Actually, no. What prompted this particular tangent is me saying there's only one way you can change to a more aggressive deco schedule during a dive without appreciably increasing your risk, and that is if your planned ascent schedule was overly conservative. And the point is that you weren't in deco to begin with.
What defines whether you are in deco or not, if it's not "what your computer says"?
As I said earlier, at early stages of dive training, deco is taught as a black-and-white, 0-or-1 kind of thing. But, in more advanced training, it starts to become clear that deco is a spectrum. What you decide is "in deco" may be "not in deco" to someone else, based purely on their training, and experience (including their experience with their own body).
"In deco" or "not in deco" really only has meaning in the context of the question "what does my computer say?" Then, the answer is yes or no. if you change your computer settings then the answer may change, but what's going on in your body hasn't changed.
If the question is "am I going to be bent if I go straight to the surface", the answer is never really yes or no. It's more like something like "very unlikely, probably not, maybe, probably so, or almost definitely." Or somewhere in between or on either side of that.
Anyway, regardless of what prompted you, I was responding to:
Hopefully someone reading it will realize how idiotic the notion that, after you're over the "safe" M-values, you can "re-calculate" yourself to be under them again, is. In which case my post was not in vain.
This post implies that selecting a computer that won't lock you out is idiotic. I disagree. You still haven't explained what the "safe" M-values are, versus the "unsafe" ones.

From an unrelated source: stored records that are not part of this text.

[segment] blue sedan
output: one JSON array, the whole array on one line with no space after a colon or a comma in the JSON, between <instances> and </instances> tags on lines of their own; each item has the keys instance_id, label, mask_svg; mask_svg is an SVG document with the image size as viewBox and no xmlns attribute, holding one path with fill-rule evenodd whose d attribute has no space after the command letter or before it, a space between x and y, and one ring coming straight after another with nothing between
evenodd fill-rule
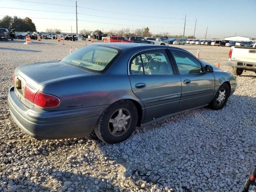
<instances>
[{"instance_id":1,"label":"blue sedan","mask_svg":"<svg viewBox=\"0 0 256 192\"><path fill-rule=\"evenodd\" d=\"M60 61L20 67L9 90L10 113L38 139L95 132L110 144L143 126L208 105L222 109L235 76L182 49L136 43L84 46Z\"/></svg>"}]
</instances>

In the original example of the many things you can do to upset a Suunto computer, I can easily imagine some of those to be innocuous enough that a different computer would still get you out with a VERY high degree of safety (i.e. low probability of DCS). It seems to me to very similar to the idea of diving GF30/70, then looking at the computer surfacing gradient and electing to omit the very last portion of prescribed deco, in order to get out with a surfacing gradient less than 80. It may be higher risk, but is the difference meaningful at all? Any more meaningful than ignoring a Suunto that got upset by some very innocuous action and following the non-Suunto that is on your other wrist and is not demanding deco?